Die Akzentuierung der nationalen Sicherheit als eine entscheidende Grundlage für ein besser entwickeltes und sicheres China hört an den Grenzen des Landes nicht auf. So verkündete Xi Jinping erst kürzlich die bereits erwähnte GSI im Rahmen des virtuellen Boao-Forums, eine Art asiatischem Weltwirtschaftsforum. Hierbei übertrug Xi Jinping zentrale Aspekte des innerchinesischen Diskurses über Sicherheit auf die weltpolitische Lage und betonte, dass die Gewährleistung von Sicherheit eine zentrale Voraussetzung für Entwicklung sei.
Fazit und Ausblick
In den zehn Jahren unter der Führung Xi Jinpings hat sich die Ausrichtung der chinesischen Außenpolitik deutlich verändert. Die drei Phasen der BRI zeigen auf, wie sich Chinas Orientierung zur Welt immer weiter von "westlich" geprägten Vorstellungen einer liberalen internationalen Ordnung entfernt hat.
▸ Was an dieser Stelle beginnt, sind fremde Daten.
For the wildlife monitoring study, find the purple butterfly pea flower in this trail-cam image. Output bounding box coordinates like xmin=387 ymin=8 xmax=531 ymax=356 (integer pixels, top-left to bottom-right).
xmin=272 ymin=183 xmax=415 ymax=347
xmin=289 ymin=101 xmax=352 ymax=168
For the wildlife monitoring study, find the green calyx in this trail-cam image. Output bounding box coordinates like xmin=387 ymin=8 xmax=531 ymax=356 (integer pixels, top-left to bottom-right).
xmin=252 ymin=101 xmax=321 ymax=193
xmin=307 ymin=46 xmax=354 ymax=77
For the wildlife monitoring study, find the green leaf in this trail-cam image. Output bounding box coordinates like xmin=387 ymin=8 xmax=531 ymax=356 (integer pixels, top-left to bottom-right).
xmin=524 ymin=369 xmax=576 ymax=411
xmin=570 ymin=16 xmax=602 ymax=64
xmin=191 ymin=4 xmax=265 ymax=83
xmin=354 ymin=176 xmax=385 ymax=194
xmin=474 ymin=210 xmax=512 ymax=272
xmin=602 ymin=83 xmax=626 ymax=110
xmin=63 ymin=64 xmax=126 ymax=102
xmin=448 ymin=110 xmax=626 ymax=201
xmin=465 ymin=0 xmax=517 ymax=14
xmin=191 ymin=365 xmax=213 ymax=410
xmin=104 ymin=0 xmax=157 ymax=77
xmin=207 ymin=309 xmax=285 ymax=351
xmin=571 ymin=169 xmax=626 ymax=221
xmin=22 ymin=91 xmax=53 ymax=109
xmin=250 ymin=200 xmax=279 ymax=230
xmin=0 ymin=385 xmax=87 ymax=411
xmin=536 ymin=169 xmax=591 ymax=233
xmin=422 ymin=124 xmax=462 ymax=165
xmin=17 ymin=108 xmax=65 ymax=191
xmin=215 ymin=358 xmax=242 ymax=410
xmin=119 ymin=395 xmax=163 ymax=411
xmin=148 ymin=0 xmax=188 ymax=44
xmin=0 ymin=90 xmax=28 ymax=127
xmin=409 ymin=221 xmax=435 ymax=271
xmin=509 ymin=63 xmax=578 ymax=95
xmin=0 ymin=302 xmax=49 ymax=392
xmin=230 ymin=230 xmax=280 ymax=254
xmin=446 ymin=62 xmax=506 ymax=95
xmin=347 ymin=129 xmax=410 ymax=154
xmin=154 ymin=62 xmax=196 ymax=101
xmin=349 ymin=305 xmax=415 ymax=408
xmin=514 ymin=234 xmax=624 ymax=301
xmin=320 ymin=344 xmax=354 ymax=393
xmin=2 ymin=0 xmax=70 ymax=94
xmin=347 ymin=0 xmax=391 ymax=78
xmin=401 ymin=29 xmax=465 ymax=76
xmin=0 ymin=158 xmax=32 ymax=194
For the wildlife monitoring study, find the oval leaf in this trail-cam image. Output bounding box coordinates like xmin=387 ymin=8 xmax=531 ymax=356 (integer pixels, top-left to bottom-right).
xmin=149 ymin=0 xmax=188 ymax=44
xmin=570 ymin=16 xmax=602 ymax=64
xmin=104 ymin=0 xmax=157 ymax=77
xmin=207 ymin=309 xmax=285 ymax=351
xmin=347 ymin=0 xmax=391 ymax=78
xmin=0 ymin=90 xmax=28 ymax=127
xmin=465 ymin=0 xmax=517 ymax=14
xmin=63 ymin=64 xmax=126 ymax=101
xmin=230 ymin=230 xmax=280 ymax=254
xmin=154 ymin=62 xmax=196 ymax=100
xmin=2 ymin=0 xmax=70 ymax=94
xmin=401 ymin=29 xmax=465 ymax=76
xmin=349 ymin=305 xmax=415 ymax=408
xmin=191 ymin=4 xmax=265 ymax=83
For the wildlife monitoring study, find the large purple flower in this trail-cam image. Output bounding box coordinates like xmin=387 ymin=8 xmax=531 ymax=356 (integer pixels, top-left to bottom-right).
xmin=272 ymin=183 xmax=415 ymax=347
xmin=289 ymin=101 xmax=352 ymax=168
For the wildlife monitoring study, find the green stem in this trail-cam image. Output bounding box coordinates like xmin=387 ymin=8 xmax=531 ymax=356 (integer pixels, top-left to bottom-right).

Dies ist auch ein Indikator der "Zeitenwende" oder des "Interregnums der Weltordnung". Chinas Neuorientierung unterstreicht ein wichtiges Element unserer Zeit, und zwar den Wettbewerb von konkurrierenden geopolitischen Vorstellungen darüber, wie die Welt in Zukunft politisch und räumlich geordnet sein könnte. Die BRI und daran anknüpfend die GDI und GSI repräsentieren strategische Instrumente, die es chinesischen Entscheidungsträger*innen ermöglichen, eine bestimmte Sichtweise von "Entwicklung", "Konnektivität" oder "Sicherheit" in der Welt zu vermitteln. Chinas geopolitischer Code, der geprägt ist von den drei Prinzipien Andocken, Diskursmacht und Versicherheitlichung, schafft den Kontext dafür, dass strategische Instrumente wirken können. Ohne Verständnis dieser Prinzipien ist die Wirkung chinesischer Außenpolitik kaum nachvollziehbar und eine strategische Neuausrichtung deutscher Politik gegenüber China bleibt unzureichend.